Last week, Deutsche Bank Wealth Management announced that it has generated positive absolute returns in more than 95% of its wealth discretionary strategies. Gaining traction for discretionary portfolio management has been an uphill task in Asia, however, because clients are typically first generation and don’t want to give up control over portfolios.
While appetite for DPM in Asia is low, wealth managers are pushing the strategy to offset the dwindling appeal of the advisory model, where returns are falling and regulations are multiplying.
‘The focus in the last two decades has been on the constant churn and not on the long term picture and I think that’s what going to change for multiple reasons,’ Bhaskar Laxminarayan, Asia CIO at Julius Baer told Citywire Asia.
‘In the past, the overall return profile was large so every time you transacted, you lost a little bit because of market impact, cost of transaction etc.[The returns were] 12-15% in the 1990s and early 2000s. Now, capturing 6-8% with the same two or three trades [per day] is ending up being a value destroyer.’

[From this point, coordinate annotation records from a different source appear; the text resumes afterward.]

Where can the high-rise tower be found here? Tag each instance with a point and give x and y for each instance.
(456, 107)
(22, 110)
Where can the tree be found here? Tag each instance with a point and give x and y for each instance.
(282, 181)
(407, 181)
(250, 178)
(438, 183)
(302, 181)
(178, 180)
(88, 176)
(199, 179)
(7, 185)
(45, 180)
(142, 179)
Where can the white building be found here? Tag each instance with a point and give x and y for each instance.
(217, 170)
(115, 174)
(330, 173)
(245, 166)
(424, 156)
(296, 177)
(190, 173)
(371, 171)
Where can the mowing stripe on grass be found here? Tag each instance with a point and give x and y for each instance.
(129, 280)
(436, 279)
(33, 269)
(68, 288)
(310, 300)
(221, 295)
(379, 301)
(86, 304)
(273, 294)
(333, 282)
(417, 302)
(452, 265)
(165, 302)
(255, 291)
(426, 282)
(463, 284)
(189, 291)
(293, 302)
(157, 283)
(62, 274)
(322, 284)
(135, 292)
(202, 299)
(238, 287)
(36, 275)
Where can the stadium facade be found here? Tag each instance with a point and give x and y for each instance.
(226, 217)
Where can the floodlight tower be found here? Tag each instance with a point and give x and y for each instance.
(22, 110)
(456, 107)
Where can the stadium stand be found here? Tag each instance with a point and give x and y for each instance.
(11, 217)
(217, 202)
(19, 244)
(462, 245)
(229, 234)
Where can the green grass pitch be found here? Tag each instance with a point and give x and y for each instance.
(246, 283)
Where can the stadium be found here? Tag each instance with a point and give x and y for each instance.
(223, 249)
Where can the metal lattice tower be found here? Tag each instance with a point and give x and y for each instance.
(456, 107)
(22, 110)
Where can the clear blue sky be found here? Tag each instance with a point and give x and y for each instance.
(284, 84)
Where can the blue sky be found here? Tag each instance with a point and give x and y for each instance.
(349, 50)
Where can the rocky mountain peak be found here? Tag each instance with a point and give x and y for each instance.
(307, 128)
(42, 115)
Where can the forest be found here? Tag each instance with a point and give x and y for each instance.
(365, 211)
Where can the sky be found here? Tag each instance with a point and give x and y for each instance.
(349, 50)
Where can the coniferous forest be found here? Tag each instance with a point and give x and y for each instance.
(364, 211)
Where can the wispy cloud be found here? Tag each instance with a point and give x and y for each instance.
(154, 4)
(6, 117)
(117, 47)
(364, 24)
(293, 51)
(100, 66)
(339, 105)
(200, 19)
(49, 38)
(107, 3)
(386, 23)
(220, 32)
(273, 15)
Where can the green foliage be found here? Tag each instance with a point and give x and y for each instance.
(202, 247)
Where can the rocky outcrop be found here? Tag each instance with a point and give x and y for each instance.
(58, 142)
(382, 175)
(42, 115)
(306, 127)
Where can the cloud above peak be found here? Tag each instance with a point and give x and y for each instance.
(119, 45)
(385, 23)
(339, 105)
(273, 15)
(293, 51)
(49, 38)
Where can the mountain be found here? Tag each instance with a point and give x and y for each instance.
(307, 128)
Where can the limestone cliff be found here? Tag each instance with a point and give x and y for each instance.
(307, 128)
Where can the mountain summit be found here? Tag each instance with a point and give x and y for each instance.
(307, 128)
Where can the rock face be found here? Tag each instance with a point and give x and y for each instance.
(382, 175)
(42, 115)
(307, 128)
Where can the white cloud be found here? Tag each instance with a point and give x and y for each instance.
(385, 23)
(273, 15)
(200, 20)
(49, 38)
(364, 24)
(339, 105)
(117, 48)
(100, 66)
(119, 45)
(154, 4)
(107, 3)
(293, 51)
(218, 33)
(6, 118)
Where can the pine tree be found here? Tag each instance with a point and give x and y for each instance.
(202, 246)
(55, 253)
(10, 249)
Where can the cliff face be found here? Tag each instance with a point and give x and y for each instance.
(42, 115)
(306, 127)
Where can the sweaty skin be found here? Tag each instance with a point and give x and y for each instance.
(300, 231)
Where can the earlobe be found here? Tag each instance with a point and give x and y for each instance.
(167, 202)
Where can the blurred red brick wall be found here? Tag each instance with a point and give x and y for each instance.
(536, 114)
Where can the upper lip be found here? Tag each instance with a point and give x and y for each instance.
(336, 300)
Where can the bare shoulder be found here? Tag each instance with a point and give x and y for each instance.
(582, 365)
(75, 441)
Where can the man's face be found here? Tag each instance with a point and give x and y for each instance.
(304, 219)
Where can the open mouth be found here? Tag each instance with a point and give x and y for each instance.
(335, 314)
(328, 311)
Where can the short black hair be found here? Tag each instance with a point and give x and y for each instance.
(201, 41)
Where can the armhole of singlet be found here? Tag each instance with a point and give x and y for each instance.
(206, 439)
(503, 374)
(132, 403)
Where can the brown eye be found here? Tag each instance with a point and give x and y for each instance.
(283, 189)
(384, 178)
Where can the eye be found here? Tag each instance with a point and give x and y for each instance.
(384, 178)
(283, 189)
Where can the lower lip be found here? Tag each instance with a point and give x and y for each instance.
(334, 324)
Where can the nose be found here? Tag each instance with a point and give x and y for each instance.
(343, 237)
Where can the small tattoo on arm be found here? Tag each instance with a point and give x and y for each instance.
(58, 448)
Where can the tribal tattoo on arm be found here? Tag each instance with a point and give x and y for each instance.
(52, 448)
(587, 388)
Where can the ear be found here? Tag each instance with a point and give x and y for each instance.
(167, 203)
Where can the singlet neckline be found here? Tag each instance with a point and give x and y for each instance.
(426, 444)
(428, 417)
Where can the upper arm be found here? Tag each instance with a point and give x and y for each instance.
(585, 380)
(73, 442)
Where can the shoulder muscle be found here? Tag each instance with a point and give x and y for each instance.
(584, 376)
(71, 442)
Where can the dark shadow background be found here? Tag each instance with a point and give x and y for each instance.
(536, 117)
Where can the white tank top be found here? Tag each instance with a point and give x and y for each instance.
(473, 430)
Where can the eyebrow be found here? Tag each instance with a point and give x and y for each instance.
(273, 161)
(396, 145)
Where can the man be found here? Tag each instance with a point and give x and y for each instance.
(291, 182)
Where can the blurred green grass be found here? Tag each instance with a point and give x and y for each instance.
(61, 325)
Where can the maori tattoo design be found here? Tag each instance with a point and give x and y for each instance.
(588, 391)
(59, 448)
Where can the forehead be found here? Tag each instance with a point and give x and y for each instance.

Like Deutsche Bank Wealth Management and Bank of Singapore, less than 10% of Julius Baer’s private wealth portfolios are managed on a discretionary basis.
Christopher Blum, head of investments, Asia at J.P. Morgan Private Bank also believes that returns from risk assets going to continue to be limited, ‘so the percentage of returns you’ll get from alpha from active management will be more important.’
J.P. Morgan Private Bank has a relatively high discretionary-advisory split of 50-50 in the region. It competes with Lombard Odier – at about 65% - and Pictet Wealth Management at 30%.
Another concern for private banks operating advisory models is the clampdown on fees and increasing disclosure requirements from regulators as well as cross-border trading oversight and questions on investor suitability. The trading fee income has also been under pressure for many wealth managers operating on the advisory model.
Discretionary mandates give full control of the investment process to an asset manager for recurring fees that are high – and disclosure requirements are not in place, even in Europe, where the DPM model is much more entrenched.
In the UK, for example, clients have to pay wealth management service fees, plus value added tax -- Singapore and Hong Kong have no sales or capital gains tax on investments. The fees grow as the assets under management swell.
Clients also need to pay fees for the underlying funds in the mandate, in addition to charges for insurance and pension wrappers, which are not always disclosed. Some wealth managers also have flat transaction fees or a commission structure that need to be taken into account.
Aside from fee considerations, discretionary portfolios also help private banks capture a theme that will dominate the private wealth market in the next two decades – the passing of the baton from the first generation to the next.
Two trillion dollars are expected to change hands in billionaire families by 2040, according to UBS estimates. For Julius Baer’s Laxminarayan, as wealth transitions, maintenance and preservation became more important than growth through constant trading for the next generation. ‘Due to this, the number [for discretionary mandates] is possibly going to triple over the next decade.’
Indeed, Laxminarayan believes that as families and individuals grow richer and more sophisticated at investing, so will the demand for discretionary. Many other private banks are also targeting the ultra-high net worth segment for this reason. ‘In focusing on the more ultra-high net worth space, there is a greater belief given the level of sophistication that multi-asset class portfolios and the benefits of diversification offer are [better] understood,’ said Blum.
Diversification is a key selling point of discretionary portfolios because the investment manager has full control, allowing them to diversify into direct securities and funds. Clients could have a certain inherent investment biases based on past experiences.
Deutsche Bank WM is also targeting the high net worth market in the belief that they would want a professional portfolio manager at the private bank to manage the investments as they don’t run family offices.
‘That’s a range between $5 million and $25 million in assets. We think we can increase our penetration in that area because they probably don’t have family offices running their investments,’ Tuan Huynh, Asia-Pacific CIO and head of discretionary portfolio management said in an interview.
In terms of strategies, some private banks such as Bank of Singapore and Julius Baer have found that clients in Asia prefer seeing the names they are holding across asset classes, so single line investments tend to be more popular. Others, such as J.P. Morgan Private Bank, try and innovate in the funds space to enhance returns.
‘With HNWIs, they want to see more transparency. So especially during a sell-off, they want to see which line items have not done well. With funds, there’ll be another layer of fees,’ Tang Hsiao Ching, head, advisory and sales, managed investments at Bank of Singapore told Citywire Asia.
Whichever the strategy, like her peers, she believes DPM allows for longer-term investments that block out market noise – and that the benefits are higher if clients hold the portfolio through at least one market cycle.
‘Many clients have short horizons and after three years, they pull out at the worst time. According to our internal research, our discretionary portfolios have performed much better than advisory over the past three years,’ she said.